Le confinement a entraîné une réduction des déplacements aériens, terrestres et maritimes et les premiers effets immédiats ont été positifs, tels que des réductions de la mortalité routière dans le monde. Mais il y a aussi eu des impacts très forts sur les espèces dont la protection dépend des humains. Les exemples incluent des millions de poussins d’oiseaux de mer qui ont été perdus cette année parce que les équipes humaines n’ont pas pu se rendre dans des îles subantarctiques éloignées et éliminer les rongeurs envahissants qui vivent sur les îles et mangent les œufs.
Comment votre recherche pourrait-elle être utilisée ?
La diversité des façons dont les activités humaines influencent la faune et les systèmes naturels est extraordinaire.
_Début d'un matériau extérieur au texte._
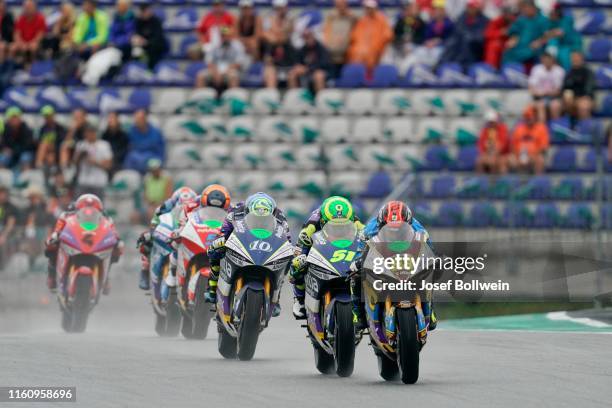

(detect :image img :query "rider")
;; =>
[289,196,363,320]
[351,200,437,330]
[45,194,124,295]
[206,192,291,316]
[136,187,196,290]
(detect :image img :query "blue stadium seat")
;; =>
[369,64,399,88]
[336,64,366,88]
[426,175,455,198]
[587,38,612,62]
[533,203,560,228]
[549,146,576,172]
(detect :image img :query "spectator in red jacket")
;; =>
[11,0,47,62]
[484,7,515,68]
[476,110,510,174]
[197,0,235,44]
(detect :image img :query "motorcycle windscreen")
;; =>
[195,207,227,229]
[323,220,357,249]
[76,208,102,231]
[245,213,276,239]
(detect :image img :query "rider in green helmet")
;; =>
[289,196,364,320]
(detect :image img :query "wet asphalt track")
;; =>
[0,276,612,408]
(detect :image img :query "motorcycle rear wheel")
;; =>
[334,302,355,377]
[238,289,264,361]
[217,323,238,359]
[395,308,419,384]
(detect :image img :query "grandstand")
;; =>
[0,0,612,239]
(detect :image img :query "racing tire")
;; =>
[217,323,238,359]
[238,289,264,361]
[395,308,420,384]
[312,342,336,374]
[193,276,213,340]
[70,275,92,333]
[334,302,355,377]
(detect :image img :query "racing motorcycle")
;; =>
[216,212,293,360]
[57,208,117,332]
[150,206,183,337]
[305,220,359,377]
[176,207,226,339]
[362,222,435,384]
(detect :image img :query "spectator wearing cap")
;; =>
[72,0,110,59]
[484,6,516,68]
[123,109,166,173]
[73,124,113,200]
[403,0,454,70]
[323,0,357,76]
[234,0,263,61]
[348,0,393,70]
[263,0,295,88]
[509,105,550,174]
[196,27,249,94]
[132,3,169,70]
[60,108,87,168]
[562,52,595,119]
[36,105,66,168]
[546,3,582,70]
[108,0,136,62]
[440,0,489,67]
[476,110,510,174]
[529,50,565,122]
[196,0,235,44]
[11,0,47,63]
[287,29,331,93]
[0,0,15,55]
[102,112,130,175]
[0,106,36,168]
[502,0,548,64]
[143,159,174,220]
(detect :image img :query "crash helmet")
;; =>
[200,184,230,210]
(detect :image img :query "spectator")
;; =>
[441,0,489,67]
[323,0,357,77]
[197,0,235,47]
[529,50,565,122]
[235,0,263,61]
[124,109,165,173]
[72,0,109,59]
[60,108,87,168]
[143,159,174,220]
[0,0,15,55]
[132,3,169,70]
[502,0,548,64]
[36,105,66,168]
[0,185,18,269]
[0,106,36,168]
[11,0,47,63]
[44,2,76,57]
[73,124,113,200]
[109,0,136,62]
[196,27,249,94]
[348,0,393,70]
[287,29,330,93]
[102,112,130,174]
[546,3,582,70]
[484,7,515,68]
[404,0,453,70]
[476,110,510,174]
[264,0,295,88]
[509,105,549,174]
[390,2,426,75]
[563,52,595,119]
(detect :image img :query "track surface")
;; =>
[0,276,612,408]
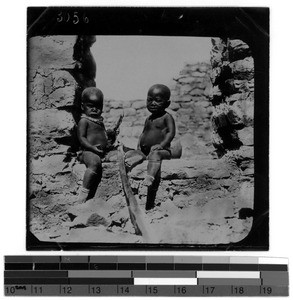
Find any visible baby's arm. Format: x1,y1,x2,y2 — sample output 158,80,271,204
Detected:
77,119,103,155
137,118,149,150
151,113,176,151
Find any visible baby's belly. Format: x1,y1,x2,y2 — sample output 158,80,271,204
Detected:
140,130,165,152
88,133,108,149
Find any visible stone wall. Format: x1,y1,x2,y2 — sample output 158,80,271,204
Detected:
103,63,214,158
211,38,254,163
28,36,78,202
28,36,253,244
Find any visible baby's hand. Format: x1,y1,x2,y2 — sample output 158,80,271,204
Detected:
151,144,164,152
94,144,104,154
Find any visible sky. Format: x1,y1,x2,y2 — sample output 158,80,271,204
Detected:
91,36,211,100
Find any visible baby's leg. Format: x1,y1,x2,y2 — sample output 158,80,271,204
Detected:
79,151,102,202
124,150,146,172
144,150,171,186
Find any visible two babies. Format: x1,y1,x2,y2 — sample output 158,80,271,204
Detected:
77,84,175,210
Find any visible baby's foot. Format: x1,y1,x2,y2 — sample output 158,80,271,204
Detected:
142,175,155,186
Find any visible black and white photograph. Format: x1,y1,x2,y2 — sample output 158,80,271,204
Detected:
27,7,269,250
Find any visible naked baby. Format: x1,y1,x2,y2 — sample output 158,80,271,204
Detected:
125,84,176,210
77,87,108,203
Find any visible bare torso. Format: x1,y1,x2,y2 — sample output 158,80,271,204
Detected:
140,113,170,155
78,119,108,150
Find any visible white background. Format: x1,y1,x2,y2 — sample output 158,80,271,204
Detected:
0,0,293,299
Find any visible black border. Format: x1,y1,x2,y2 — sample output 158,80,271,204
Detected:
26,7,269,251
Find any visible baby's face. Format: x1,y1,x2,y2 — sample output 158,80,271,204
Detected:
82,94,103,118
147,88,170,114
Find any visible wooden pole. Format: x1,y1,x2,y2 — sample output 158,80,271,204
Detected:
118,146,150,242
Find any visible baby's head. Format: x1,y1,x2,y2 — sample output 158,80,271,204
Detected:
147,84,171,114
81,87,104,118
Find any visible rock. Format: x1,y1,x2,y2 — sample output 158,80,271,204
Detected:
110,108,123,117
111,101,123,109
238,127,254,146
28,109,75,137
30,155,69,176
28,35,76,70
228,39,251,61
229,57,254,80
86,213,110,227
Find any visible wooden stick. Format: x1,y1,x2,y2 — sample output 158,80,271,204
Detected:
118,146,150,242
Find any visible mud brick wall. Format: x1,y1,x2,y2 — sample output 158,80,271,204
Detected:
104,63,214,158
28,36,78,202
211,38,254,167
28,36,254,244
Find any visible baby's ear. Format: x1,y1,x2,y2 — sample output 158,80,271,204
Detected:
165,100,171,108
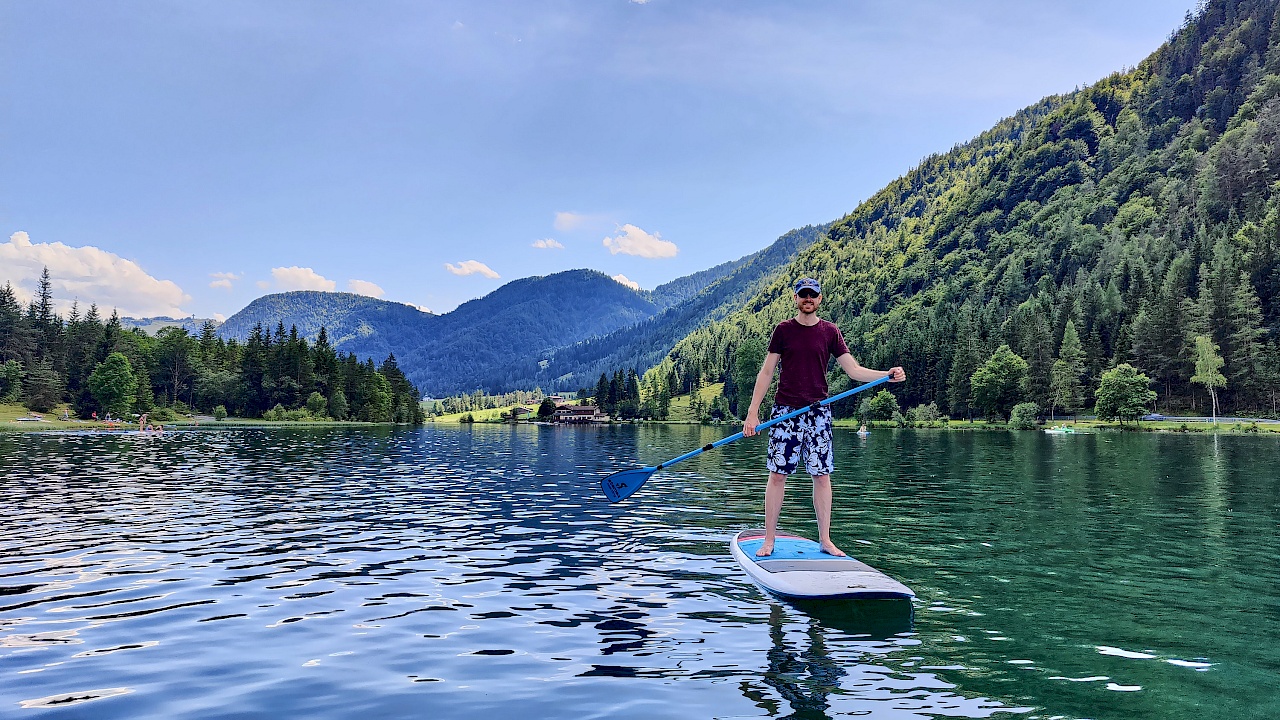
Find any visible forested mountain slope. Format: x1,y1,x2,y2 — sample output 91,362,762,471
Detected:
218,290,439,361
218,270,658,395
483,225,827,391
645,0,1280,415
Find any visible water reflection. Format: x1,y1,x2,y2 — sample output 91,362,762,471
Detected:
0,427,1280,717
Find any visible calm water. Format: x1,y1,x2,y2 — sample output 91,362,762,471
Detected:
0,427,1280,720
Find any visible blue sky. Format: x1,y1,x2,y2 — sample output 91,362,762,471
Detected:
0,0,1192,318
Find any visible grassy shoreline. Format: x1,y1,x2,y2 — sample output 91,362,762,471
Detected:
0,405,394,433
0,397,1280,436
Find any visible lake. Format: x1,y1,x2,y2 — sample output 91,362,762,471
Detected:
0,425,1280,719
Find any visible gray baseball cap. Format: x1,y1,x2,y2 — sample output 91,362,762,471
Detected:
795,278,822,295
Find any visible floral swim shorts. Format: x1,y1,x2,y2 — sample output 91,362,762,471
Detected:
767,405,835,475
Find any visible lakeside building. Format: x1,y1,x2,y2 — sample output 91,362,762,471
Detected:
556,405,609,423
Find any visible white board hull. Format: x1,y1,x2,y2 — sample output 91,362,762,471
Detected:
730,529,915,600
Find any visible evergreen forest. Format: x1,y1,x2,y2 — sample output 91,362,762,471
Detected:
643,0,1280,418
0,269,424,424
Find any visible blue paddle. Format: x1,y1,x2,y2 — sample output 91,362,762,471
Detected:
600,377,888,502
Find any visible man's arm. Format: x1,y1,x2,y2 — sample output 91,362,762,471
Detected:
836,352,906,383
742,352,782,437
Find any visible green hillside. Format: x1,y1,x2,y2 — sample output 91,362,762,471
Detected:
645,0,1280,415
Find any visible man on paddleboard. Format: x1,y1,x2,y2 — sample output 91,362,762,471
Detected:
742,278,906,557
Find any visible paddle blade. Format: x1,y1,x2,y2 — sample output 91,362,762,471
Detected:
600,468,658,502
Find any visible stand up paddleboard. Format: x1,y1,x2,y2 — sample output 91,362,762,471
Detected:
730,529,915,600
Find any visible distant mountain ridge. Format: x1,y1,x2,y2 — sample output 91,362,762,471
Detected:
208,225,822,397
219,270,659,395
120,315,221,334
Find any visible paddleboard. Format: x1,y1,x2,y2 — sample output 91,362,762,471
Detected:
730,529,915,600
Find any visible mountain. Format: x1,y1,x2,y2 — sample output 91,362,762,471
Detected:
219,270,658,395
396,270,658,396
483,225,828,391
120,315,219,334
218,290,438,363
646,0,1280,415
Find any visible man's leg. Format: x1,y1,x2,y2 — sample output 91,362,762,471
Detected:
813,475,845,556
755,473,787,557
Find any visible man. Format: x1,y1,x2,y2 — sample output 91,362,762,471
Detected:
742,278,906,557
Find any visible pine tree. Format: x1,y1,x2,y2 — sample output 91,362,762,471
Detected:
1228,270,1266,406
1192,334,1226,424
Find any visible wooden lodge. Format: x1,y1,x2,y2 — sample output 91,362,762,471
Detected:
556,405,609,424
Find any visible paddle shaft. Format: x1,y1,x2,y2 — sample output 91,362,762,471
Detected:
654,375,888,471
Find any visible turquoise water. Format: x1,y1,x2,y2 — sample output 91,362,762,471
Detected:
0,427,1280,719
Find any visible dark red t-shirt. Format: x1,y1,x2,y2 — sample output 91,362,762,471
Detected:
769,318,849,407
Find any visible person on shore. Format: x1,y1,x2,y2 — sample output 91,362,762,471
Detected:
742,278,906,557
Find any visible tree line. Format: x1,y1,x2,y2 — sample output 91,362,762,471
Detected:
0,268,424,424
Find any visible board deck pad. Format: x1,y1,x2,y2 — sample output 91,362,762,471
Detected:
731,529,915,600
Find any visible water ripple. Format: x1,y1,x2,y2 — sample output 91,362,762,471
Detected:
0,427,1280,717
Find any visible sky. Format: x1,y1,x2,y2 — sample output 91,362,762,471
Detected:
0,0,1193,318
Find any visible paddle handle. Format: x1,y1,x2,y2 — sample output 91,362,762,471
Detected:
654,375,888,470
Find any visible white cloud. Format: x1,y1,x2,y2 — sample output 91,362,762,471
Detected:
613,275,640,290
604,223,680,258
553,213,589,232
0,232,191,318
271,265,338,292
444,260,502,279
347,275,387,297
209,273,244,290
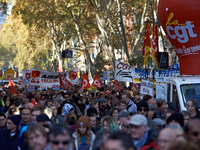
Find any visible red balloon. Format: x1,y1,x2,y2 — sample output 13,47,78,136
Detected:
158,0,200,75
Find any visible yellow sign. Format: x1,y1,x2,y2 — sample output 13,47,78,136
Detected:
4,69,15,80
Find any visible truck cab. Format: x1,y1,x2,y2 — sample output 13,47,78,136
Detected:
158,76,200,111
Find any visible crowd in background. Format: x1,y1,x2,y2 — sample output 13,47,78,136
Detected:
0,85,200,150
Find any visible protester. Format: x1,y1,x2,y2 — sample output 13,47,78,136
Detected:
122,94,137,115
73,115,95,150
104,131,135,150
25,124,47,150
49,124,73,150
158,128,177,150
53,97,62,115
111,108,119,122
186,98,200,118
18,108,33,131
0,113,6,130
65,112,77,133
167,112,184,128
118,110,131,133
129,114,158,150
0,115,21,150
184,119,200,148
92,130,111,150
101,116,119,132
180,111,191,126
156,99,167,120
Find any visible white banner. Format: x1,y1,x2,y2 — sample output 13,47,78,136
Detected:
22,68,78,87
140,79,154,99
115,60,136,82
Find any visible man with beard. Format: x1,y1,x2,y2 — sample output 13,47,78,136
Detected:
25,124,47,150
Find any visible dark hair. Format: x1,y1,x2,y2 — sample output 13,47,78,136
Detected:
118,100,126,105
184,118,200,134
92,130,111,150
157,99,167,108
48,123,72,139
110,108,119,116
107,131,134,150
25,123,47,143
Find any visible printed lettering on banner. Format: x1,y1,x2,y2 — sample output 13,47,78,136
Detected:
140,79,154,99
22,68,78,87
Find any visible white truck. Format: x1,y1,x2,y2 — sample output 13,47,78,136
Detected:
156,76,200,111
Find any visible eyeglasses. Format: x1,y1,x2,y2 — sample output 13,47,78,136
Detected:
139,108,147,112
51,140,70,145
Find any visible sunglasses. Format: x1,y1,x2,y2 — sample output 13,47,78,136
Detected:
51,140,70,145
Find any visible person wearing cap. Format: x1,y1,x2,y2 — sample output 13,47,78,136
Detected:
118,110,131,133
72,115,95,150
0,115,21,150
129,114,158,150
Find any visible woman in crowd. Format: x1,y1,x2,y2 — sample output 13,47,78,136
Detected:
73,115,95,150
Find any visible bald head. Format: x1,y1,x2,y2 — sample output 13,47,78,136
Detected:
158,128,177,150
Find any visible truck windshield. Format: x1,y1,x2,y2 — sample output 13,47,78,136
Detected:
180,84,200,108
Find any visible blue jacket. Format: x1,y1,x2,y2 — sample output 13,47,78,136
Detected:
0,129,20,150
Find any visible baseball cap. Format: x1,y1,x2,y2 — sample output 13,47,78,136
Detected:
129,114,147,126
118,110,130,119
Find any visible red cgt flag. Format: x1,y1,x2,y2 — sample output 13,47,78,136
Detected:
81,72,92,91
59,73,72,89
92,74,102,88
142,19,151,67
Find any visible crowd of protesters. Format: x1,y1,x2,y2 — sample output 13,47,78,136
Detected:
0,83,200,150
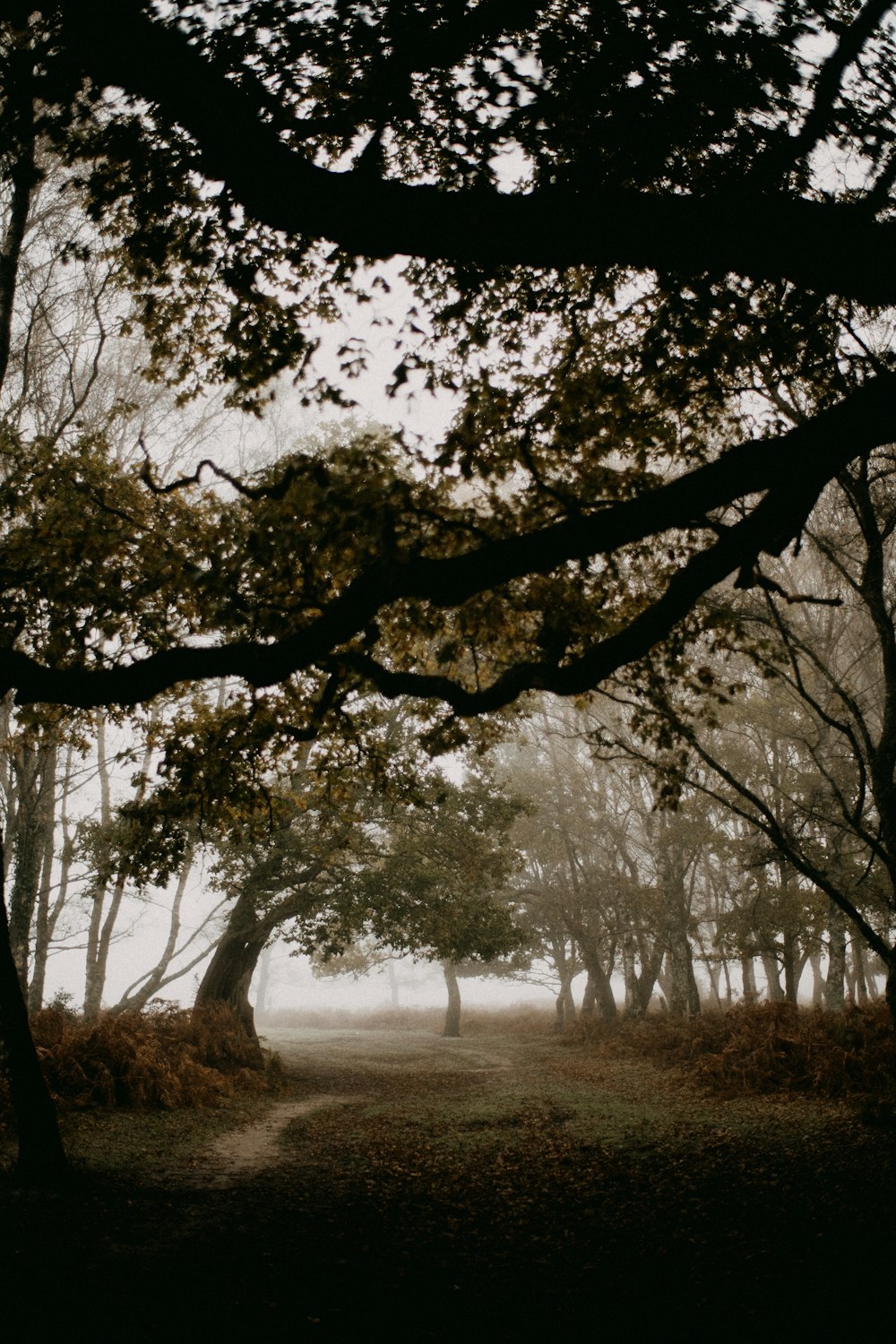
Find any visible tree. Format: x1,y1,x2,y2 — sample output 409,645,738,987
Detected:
196,742,520,1037
599,451,896,1016
8,0,896,1172
0,0,896,715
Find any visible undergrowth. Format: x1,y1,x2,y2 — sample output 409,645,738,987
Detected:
565,1003,896,1104
255,1003,556,1037
0,1005,266,1126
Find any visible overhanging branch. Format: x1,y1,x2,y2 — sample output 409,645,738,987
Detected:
35,0,896,304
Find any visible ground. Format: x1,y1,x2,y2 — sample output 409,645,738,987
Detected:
0,1030,896,1341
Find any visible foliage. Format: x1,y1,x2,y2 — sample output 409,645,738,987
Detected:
1,1005,264,1110
567,1003,896,1105
0,0,896,715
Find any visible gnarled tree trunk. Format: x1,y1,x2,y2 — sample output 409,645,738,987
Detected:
194,894,271,1069
0,843,70,1185
442,961,461,1037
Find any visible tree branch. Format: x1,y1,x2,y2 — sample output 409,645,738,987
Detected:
35,0,896,304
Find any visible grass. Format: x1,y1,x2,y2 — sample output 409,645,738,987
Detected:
0,1013,896,1344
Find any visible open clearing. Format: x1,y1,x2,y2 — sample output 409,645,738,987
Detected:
0,1030,896,1341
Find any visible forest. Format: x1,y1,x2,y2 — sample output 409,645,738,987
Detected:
0,0,896,1340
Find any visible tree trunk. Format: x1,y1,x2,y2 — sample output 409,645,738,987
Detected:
579,940,618,1021
28,744,56,1012
0,839,70,1185
740,952,759,1004
849,937,871,1004
555,969,584,1031
782,930,805,1004
759,945,785,1004
669,929,700,1018
884,948,896,1030
9,741,55,995
194,895,271,1069
825,900,847,1012
442,961,461,1037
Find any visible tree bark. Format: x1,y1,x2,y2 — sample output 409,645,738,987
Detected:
0,841,71,1185
442,961,461,1037
669,929,700,1018
825,900,847,1012
740,952,759,1004
579,940,618,1021
194,894,271,1069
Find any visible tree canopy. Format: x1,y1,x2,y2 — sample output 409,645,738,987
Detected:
0,0,896,715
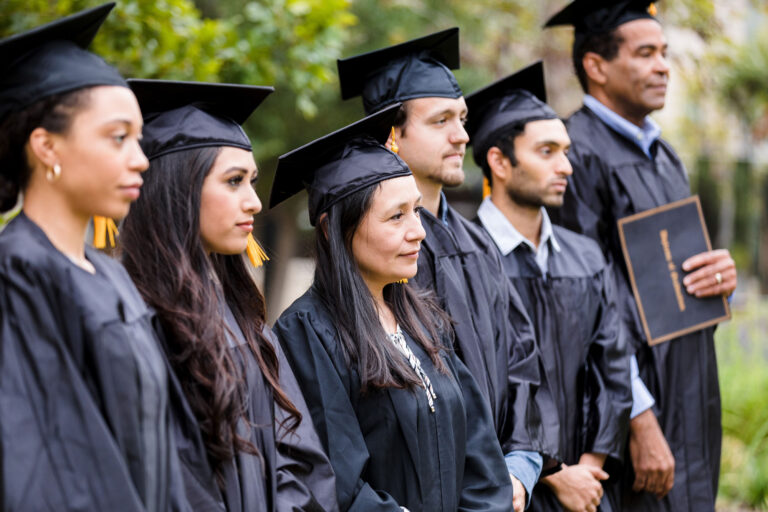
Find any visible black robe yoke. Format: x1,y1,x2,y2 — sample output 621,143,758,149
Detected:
552,107,721,512
0,213,187,512
275,290,512,512
415,204,559,459
484,226,632,512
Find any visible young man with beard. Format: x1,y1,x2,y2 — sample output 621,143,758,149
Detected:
547,0,736,512
467,62,632,512
339,28,558,512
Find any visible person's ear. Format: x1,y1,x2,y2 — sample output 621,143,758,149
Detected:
485,146,512,185
27,127,59,169
581,52,608,86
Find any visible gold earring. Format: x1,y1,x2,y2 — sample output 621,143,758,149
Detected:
45,164,61,183
93,215,120,249
390,126,400,154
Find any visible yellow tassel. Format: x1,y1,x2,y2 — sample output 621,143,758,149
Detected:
93,215,120,249
389,126,400,154
245,234,269,267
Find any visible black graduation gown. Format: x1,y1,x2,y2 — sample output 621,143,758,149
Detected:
158,306,338,512
476,222,632,512
553,107,722,512
0,213,187,512
274,289,512,512
415,204,559,459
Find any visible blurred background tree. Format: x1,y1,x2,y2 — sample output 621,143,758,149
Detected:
0,0,768,509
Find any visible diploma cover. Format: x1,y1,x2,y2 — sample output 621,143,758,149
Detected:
618,196,731,345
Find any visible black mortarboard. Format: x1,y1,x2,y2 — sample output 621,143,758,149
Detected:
0,3,127,119
338,27,462,114
269,104,411,226
466,61,557,165
544,0,656,48
128,79,274,160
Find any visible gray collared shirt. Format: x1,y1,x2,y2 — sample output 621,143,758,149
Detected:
477,197,656,418
477,197,560,279
584,94,661,158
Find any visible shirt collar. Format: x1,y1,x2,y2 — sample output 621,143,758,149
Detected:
437,190,448,226
584,94,661,158
477,197,560,256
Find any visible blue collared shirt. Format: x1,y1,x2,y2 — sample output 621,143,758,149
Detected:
477,197,656,424
584,94,661,158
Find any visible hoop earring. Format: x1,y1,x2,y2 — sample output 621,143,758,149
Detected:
45,164,61,183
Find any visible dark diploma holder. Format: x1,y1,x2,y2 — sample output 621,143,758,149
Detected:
619,196,731,345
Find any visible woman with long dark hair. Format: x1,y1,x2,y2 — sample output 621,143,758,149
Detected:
0,4,191,512
121,80,336,511
270,107,512,512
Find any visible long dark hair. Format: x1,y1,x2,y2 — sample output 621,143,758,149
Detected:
313,184,452,392
121,148,301,484
0,87,91,213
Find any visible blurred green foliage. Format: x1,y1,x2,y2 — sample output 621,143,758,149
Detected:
715,299,768,510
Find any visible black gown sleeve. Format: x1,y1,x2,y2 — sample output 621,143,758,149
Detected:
267,331,339,512
585,267,632,461
451,354,513,512
0,260,144,512
274,311,400,512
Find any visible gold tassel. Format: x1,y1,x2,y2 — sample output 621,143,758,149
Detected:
93,215,120,249
389,126,400,154
245,233,269,267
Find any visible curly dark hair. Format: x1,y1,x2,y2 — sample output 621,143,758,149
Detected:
573,27,624,93
0,87,91,213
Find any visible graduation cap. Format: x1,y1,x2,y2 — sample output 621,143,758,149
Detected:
0,3,127,119
338,27,462,114
465,61,557,166
544,0,656,48
269,103,411,226
128,79,274,160
128,79,275,267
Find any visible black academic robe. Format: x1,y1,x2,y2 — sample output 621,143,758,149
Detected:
476,222,632,512
553,107,721,512
415,204,559,459
158,306,338,512
0,213,188,512
274,289,512,512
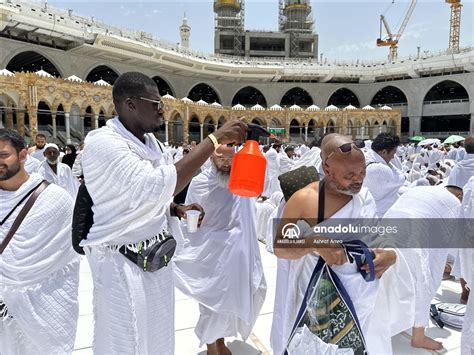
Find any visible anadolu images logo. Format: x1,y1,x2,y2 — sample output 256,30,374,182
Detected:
282,223,300,239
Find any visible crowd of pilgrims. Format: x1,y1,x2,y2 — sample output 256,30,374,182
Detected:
0,126,474,354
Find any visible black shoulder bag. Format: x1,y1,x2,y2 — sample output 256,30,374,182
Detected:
72,182,176,272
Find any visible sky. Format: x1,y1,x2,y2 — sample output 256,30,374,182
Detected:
48,0,474,61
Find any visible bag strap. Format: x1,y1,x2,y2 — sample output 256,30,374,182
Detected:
0,180,49,254
317,180,325,224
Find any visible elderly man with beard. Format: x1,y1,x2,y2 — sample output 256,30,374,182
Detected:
273,134,413,354
0,129,79,355
28,133,46,161
38,143,79,199
174,147,266,355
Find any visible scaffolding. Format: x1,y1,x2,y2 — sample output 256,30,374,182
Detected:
279,0,313,58
214,0,245,56
446,0,462,53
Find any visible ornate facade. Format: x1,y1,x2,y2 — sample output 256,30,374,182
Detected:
0,72,401,143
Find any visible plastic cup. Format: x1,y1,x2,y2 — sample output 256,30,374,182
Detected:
186,210,201,233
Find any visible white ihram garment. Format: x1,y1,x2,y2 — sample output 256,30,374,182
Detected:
38,160,80,200
457,176,474,355
384,186,460,327
448,154,474,188
173,167,266,346
81,117,179,355
274,188,414,354
364,150,405,216
0,174,79,355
Mais cela signifie également que les humains peuvent jouer un rôle clé dans la protection et la restauration des systèmes naturels et des modes de vie, tels que la pêche, que ces systèmes soutiennent.
Et pour la suite ?
J’ai reçu une bourse Pew Marine pour travailler avec la communauté mondiale de scientifiques, de gestionnaires et d’experts en histoire naturelle afin de comprendre les impacts de cet événement sur les générations futures d’animaux sauvages.